To the best of our knowledge, this is the first full-fledged distributed in-memory system that can support complex similarity-based query processing on largescale datasets. We have conducted extensive experiments on four real-world datasets. Experimental results show that Dima outperforms state-of-the-art studies by 1-3 orders of magnitude and has good scalability.

K-Join: Knowledge-Aware Similarity Join

Similarity join is a fundamental operation in data cleaning and integration. Existing similarity-join methods utilize the string similarity to quantify the relevance but neglect the knowledge behind the data, which plays an important role in understanding the data. Thanks to public knowledge bases, e.g., Freebase and Yago, we have an opportunity to use the knowledge to improve similarity join. To address this problem, we study knowledge-aware similarity join, which, given a knowledge hierarchy and two collections of objects (e.g., documents), finds all knowledge-aware similar object pairs. To the best of our knowledge, this is the first study on knowledge-aware similarity join.

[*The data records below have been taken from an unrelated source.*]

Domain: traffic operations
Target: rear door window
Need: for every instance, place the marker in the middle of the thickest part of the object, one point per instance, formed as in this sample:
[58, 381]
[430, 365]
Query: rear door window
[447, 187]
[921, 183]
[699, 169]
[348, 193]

There are two main challenges. The first is how to quantify the knowledge-aware similarity. The second is how to efficiently identify the similar pairs. To address these challenges, we first propose a new similarity metric to quantify the knowledge-aware similarity using the knowledge hierarchy. We then devise a filter-and-verification framework to efficiently identify the similar pairs. We propose effective signature-based filtering techniques to prune large numbers of dissimilar pairs and develop efficient verification algorithms to verify the candidates that are not pruned in the filter step. Experimental results on real-world datasets show that our method significantly outperforms baseline algorithms in terms of both efficiency and effectiveness.